Recruiting Leaders Don’t Seem to Care About Rejected Applicants
Even though recruiting leaders claim to care about “the candidate experience,” most don’t seem to include the rejection process as part of that experience. Even though the rejection element may be the most damaging component of the whole experience, it may not be much of an understatement to say that recruiting leaders care little about rejected applicants. Little effort and fewer resources have been put into the design of this notification process. And also it’s a topic that never even appears at recruiting conference agendas, even though the possible damage, as well as the value of the marketing opportunity, is in the millions.
5 Quick Action Steps
If you want to fix this process, simply benchmark with your customer-service function to learn how professionals discourage and reject those who have applied.
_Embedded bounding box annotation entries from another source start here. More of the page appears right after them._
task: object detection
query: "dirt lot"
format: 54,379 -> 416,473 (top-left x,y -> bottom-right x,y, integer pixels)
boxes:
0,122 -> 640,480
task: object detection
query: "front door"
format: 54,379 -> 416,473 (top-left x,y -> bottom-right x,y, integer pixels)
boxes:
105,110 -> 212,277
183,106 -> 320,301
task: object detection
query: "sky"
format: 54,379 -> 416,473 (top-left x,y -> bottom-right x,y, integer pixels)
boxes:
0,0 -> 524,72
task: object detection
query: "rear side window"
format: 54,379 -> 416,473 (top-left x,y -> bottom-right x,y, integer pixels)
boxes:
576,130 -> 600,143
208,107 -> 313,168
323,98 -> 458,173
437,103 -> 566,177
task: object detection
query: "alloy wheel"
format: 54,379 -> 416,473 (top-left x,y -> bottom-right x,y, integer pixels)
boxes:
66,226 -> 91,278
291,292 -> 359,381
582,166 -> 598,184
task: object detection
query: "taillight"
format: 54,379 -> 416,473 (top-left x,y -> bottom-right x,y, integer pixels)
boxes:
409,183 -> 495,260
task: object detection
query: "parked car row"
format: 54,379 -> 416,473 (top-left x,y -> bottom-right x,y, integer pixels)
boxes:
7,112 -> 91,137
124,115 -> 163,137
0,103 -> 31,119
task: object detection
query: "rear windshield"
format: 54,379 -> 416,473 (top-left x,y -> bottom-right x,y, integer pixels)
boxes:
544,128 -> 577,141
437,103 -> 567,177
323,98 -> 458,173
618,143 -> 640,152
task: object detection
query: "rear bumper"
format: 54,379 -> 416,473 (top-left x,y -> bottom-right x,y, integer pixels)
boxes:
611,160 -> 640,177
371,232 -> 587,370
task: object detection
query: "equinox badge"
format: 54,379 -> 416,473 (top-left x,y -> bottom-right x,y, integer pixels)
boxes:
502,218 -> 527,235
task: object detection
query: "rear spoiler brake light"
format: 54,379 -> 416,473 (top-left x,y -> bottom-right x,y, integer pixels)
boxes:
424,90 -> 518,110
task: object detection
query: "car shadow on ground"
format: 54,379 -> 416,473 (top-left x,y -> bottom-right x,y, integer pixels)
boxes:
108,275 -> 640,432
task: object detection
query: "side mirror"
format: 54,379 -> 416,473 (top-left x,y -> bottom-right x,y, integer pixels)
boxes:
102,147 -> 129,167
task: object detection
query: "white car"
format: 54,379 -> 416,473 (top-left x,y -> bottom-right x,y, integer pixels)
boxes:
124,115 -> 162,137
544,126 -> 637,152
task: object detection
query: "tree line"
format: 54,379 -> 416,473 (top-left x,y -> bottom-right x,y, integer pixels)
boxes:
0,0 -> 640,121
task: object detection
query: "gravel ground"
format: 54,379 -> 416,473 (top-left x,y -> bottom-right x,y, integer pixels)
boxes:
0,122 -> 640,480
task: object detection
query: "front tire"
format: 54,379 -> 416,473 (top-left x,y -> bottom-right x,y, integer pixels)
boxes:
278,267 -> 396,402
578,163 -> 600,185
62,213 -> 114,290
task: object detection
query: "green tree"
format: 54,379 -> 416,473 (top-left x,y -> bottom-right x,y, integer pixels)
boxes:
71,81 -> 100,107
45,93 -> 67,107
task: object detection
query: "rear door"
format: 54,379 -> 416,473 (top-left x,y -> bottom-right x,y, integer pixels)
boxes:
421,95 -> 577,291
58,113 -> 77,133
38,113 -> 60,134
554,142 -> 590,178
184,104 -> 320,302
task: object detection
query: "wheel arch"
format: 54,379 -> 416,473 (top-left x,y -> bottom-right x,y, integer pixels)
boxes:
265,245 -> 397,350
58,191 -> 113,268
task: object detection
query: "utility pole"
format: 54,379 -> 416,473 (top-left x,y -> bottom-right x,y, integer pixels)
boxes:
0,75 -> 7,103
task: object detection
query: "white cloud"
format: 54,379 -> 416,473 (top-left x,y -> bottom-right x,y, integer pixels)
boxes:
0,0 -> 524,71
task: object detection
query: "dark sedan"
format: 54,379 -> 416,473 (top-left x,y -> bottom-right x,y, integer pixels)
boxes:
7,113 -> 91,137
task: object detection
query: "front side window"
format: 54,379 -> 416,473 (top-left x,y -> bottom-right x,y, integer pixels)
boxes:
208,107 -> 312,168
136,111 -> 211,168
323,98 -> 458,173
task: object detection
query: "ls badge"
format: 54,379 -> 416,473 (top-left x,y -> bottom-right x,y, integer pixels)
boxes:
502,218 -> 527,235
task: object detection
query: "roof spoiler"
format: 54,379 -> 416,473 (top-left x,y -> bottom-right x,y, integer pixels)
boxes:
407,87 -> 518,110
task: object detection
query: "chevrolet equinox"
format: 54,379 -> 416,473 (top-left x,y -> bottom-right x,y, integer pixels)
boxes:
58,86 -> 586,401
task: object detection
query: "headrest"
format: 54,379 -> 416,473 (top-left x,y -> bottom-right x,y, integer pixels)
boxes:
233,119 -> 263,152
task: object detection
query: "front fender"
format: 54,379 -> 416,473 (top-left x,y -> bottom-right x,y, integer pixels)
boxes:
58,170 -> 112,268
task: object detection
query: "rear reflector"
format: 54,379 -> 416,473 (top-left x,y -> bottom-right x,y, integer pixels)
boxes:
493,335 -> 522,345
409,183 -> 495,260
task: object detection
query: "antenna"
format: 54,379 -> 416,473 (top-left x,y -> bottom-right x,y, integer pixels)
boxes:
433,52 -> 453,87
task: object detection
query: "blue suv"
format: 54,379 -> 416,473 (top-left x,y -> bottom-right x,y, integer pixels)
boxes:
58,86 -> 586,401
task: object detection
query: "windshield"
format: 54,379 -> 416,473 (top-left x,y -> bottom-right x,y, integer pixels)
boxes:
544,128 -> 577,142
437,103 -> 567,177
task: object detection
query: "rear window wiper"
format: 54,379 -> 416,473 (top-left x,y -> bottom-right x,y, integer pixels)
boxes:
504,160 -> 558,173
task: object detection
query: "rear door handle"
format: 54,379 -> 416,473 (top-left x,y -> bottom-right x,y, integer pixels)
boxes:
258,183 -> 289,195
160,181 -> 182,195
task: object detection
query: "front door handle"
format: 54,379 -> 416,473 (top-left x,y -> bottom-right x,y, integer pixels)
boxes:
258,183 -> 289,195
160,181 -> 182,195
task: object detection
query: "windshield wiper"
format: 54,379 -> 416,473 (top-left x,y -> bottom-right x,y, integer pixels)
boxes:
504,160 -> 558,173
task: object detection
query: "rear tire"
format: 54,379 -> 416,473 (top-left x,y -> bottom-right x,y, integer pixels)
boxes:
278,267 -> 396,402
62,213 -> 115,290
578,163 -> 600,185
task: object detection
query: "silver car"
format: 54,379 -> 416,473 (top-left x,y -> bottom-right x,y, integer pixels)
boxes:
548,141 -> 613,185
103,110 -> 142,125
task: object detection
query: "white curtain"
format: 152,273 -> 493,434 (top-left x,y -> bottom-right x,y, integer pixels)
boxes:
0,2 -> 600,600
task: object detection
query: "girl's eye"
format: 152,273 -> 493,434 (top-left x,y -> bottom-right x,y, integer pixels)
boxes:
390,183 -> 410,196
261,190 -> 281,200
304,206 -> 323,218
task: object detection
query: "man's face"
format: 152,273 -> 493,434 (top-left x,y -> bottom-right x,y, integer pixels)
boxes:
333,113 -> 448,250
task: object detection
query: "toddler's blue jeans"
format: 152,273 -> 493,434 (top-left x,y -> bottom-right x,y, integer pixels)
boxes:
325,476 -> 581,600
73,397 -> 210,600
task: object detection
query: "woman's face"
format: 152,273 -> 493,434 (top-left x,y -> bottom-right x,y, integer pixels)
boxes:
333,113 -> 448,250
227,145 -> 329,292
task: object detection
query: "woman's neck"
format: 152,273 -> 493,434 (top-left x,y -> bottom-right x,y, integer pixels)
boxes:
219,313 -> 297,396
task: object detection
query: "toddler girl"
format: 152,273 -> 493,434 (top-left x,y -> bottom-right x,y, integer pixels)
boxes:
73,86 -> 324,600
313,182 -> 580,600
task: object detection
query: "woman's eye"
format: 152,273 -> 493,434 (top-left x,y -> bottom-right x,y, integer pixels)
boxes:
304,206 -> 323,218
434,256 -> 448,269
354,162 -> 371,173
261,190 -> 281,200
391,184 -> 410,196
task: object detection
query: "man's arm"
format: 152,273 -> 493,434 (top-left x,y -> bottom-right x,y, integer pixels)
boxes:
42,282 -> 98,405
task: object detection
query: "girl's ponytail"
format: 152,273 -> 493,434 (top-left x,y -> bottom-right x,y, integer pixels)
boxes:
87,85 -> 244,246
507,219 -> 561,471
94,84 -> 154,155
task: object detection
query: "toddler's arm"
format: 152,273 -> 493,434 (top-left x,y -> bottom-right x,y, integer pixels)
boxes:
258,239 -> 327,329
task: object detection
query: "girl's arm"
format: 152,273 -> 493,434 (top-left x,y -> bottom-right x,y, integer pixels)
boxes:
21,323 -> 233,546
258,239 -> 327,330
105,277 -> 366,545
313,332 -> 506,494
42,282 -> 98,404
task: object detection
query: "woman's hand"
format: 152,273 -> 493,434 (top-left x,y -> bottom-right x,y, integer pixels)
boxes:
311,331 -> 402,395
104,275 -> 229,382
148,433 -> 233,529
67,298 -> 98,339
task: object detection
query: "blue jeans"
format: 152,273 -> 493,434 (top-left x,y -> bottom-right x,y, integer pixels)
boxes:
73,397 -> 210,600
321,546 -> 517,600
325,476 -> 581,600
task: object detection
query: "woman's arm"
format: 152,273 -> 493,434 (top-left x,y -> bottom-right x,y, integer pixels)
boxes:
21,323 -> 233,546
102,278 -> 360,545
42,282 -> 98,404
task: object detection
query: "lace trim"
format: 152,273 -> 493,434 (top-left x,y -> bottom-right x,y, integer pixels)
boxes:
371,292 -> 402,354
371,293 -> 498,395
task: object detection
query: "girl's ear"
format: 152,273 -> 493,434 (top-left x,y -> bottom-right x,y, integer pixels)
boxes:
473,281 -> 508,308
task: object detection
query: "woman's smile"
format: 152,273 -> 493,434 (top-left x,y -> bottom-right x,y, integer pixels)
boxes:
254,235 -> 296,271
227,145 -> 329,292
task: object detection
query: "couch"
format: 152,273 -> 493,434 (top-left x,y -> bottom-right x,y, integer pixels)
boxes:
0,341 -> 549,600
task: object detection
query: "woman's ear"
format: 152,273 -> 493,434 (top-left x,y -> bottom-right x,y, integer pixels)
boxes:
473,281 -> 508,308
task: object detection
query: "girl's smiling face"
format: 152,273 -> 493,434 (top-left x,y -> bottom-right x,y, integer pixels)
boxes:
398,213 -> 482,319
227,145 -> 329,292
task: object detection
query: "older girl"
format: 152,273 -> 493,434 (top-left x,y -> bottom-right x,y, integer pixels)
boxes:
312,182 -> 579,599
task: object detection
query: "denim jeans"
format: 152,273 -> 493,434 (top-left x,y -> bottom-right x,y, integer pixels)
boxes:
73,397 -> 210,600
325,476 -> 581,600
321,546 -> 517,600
- Develop a process to discourage “no-chance applicants” from ever applying.
- Work with the CFO’s office to measure the dollar impacts of a weak rejection.
- Learn and use established “rejection principles” to change the rejection message and the process.
- Work with marketing to make sure that the reject database is fully used.
- Continually measure process results and improve.
Final Thoughts
Corporations have recently begun to spend millions on making the job application process faster and less cumbersome so that they get more total applicants. They have also focused on building the candidate experience so that fewer discouraged candidates drop out during the hiring and interview process. But almost no one has applied data to learn how ineffectual and possibly damaging the process is that notifies applicants that they have been rejected.
Look to other internal business functions that routinely reject customers (e.g., credit applications, bid rejections, and requests for refunds, returns, or discounts). Learn from them the “standard rejection principles” and the dos and don’ts that are already successfully applied elsewhere. At the very least, find out what percentage of rejected applicants under their current process ends up becoming reenergized supporters or active detractors of your firm. Treat this process as a business process, with many possible positive marketing and even more negative image damaging possibilities.